Fantastic video, but it winds me up when they add padding to a phone video to make it landscape, as if no one in existence might possibly be viewing their phone-generated content on a phone.

david,

Why can’t you use it? Because your web designer isn’t designing for the possibility that people use a phone to access the Web, but it’s not 2004 any more and they’re living in the past.

You showed your colours when you assumed that portrait video is of lower quality. It’s only of lower quality if you’ve padded it out and are watching it on a landscape screen!

Technology to detect whether your webpage is being viewed landscape has existed for a long time, and takes very simple calculations indeed or just a splash or two of css to maximise the video size for whatever screen it’s being viewed on. It’s design laziness and wasted bandwidth to put the silly blurry bars or even black bars down the side of the video. But don’t force landscape on everyone. Smart phones aren’t new and they aren’t going away.

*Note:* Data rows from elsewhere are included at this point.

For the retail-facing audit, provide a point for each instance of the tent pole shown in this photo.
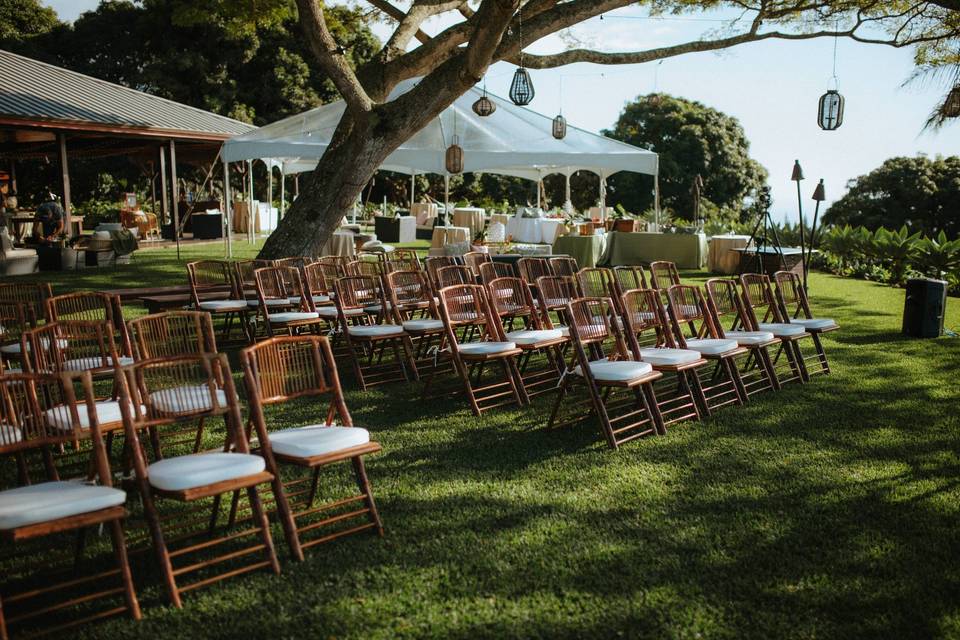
(176, 195)
(228, 208)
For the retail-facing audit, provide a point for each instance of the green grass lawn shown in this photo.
(825, 510)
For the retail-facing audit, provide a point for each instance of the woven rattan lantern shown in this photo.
(559, 127)
(521, 89)
(454, 157)
(830, 114)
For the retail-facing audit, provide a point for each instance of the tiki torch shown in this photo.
(797, 177)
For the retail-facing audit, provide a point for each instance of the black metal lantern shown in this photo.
(830, 114)
(951, 107)
(454, 157)
(559, 127)
(521, 89)
(484, 106)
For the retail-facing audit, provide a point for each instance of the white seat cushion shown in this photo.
(711, 346)
(748, 338)
(782, 330)
(616, 371)
(293, 316)
(10, 434)
(423, 324)
(92, 362)
(485, 348)
(108, 412)
(533, 336)
(186, 399)
(375, 330)
(815, 324)
(223, 305)
(669, 357)
(201, 469)
(316, 440)
(49, 501)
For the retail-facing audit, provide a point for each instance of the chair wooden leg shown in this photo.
(123, 564)
(260, 518)
(363, 483)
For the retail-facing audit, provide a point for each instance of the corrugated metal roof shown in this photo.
(30, 89)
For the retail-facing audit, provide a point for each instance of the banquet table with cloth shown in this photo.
(586, 250)
(470, 217)
(442, 236)
(724, 257)
(541, 230)
(341, 243)
(687, 250)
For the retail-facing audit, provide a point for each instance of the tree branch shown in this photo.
(330, 56)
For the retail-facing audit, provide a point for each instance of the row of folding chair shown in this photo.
(206, 514)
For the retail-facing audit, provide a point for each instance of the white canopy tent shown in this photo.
(513, 141)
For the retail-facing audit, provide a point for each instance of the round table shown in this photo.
(442, 236)
(470, 217)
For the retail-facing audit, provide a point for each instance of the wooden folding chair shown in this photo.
(285, 370)
(732, 321)
(607, 376)
(15, 319)
(91, 305)
(157, 396)
(765, 315)
(172, 333)
(32, 294)
(663, 274)
(650, 336)
(358, 298)
(474, 338)
(490, 271)
(36, 598)
(284, 305)
(512, 301)
(474, 259)
(795, 307)
(564, 266)
(688, 309)
(217, 277)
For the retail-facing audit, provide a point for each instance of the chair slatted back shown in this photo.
(284, 368)
(172, 333)
(725, 301)
(34, 295)
(72, 345)
(663, 273)
(455, 274)
(564, 266)
(490, 271)
(532, 268)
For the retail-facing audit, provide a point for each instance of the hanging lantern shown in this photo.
(559, 127)
(484, 106)
(521, 89)
(951, 108)
(454, 157)
(830, 114)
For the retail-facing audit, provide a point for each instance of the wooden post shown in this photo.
(65, 176)
(165, 212)
(176, 195)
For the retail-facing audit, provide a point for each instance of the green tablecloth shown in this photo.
(687, 250)
(585, 249)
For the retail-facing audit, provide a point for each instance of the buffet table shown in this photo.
(537, 230)
(687, 250)
(586, 250)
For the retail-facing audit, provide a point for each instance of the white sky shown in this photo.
(772, 87)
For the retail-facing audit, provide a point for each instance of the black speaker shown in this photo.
(924, 307)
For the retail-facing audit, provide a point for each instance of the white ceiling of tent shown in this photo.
(513, 141)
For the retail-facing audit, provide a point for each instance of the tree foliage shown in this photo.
(691, 139)
(919, 192)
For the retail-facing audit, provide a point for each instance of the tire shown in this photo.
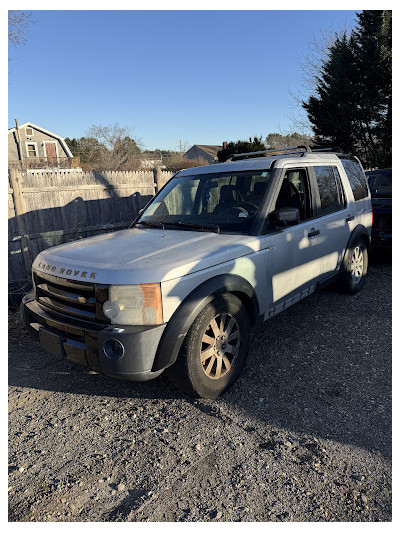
(214, 351)
(355, 265)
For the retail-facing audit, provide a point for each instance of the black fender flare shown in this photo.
(359, 232)
(181, 320)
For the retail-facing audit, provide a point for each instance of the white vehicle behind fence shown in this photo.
(219, 250)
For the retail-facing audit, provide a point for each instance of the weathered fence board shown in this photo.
(50, 208)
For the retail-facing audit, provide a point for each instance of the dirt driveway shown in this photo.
(305, 434)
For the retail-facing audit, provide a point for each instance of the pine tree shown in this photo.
(351, 104)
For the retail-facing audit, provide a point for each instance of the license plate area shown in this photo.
(50, 342)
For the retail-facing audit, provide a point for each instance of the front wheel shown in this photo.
(355, 268)
(214, 350)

I suspect that the majority of people who spend even a tiny bit more than half of their recreational screen time looking at a fixed landscape screen are well over thirty.

david,

I never said it’s lower quality. Not once.

No? This you?

we kept everything to a certain standard of quality. Vertical videos are not suitable for anything except a phone.

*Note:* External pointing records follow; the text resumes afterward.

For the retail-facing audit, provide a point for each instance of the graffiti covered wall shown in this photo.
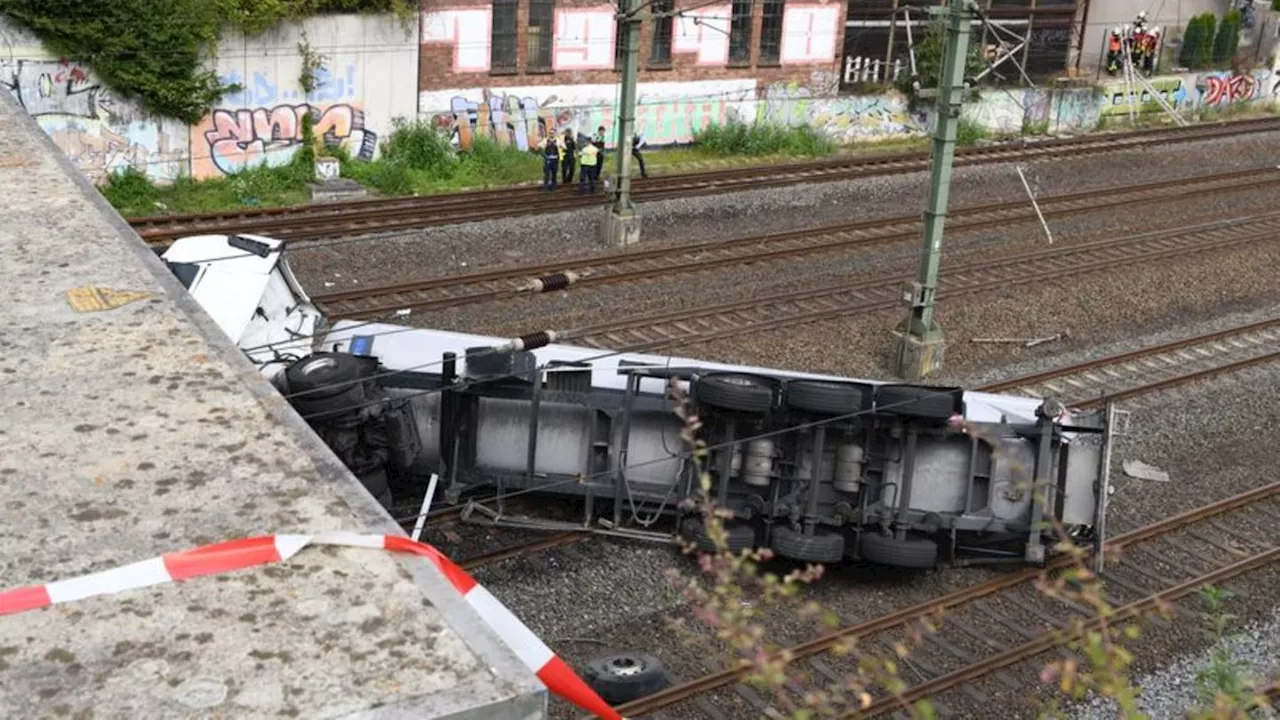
(370, 77)
(1192, 91)
(96, 131)
(521, 117)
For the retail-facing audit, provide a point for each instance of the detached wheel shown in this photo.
(625, 677)
(736, 392)
(823, 546)
(324, 374)
(915, 401)
(823, 397)
(908, 552)
(375, 482)
(740, 537)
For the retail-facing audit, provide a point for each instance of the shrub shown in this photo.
(741, 139)
(419, 145)
(1198, 41)
(1228, 39)
(969, 132)
(131, 192)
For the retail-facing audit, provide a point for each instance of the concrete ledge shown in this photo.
(140, 431)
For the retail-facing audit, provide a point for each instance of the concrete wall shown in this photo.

Totally not lower quality. Definitely not. There’s a full stop and everything. No link whatsoever. My bad.

No one said anything about websites.

Well I think the rest of us are discussing a video on bbc.co.uk, which is a website, and we’re doing it on lemmy.world, which is also a website, and when I complained about people making portrait videos landscape, I suspect most people correctly figured out that I meant on websites, so I really think it’s just you that assumes we’re talking about jeep club.

david, (edited )

But the fuzzy bars on the side make it great?!?

Watching portrait footage that’s been padded out to landscape on a portrait device is even worse!

I’m proposing that the web designer writes a responsive webpage when they are sent a portrait video to include, so that if it’s viewed on a portrait device it fills the width, and when it’s viewed on a landscape device it fills the height. If it’s actually for telly, there’s usually no harm in cropping a bit at the top and bottom and at that point, feel free to put whatever you like down the sides, but there’s no need to throw away the portrait original for the portrait view of the website.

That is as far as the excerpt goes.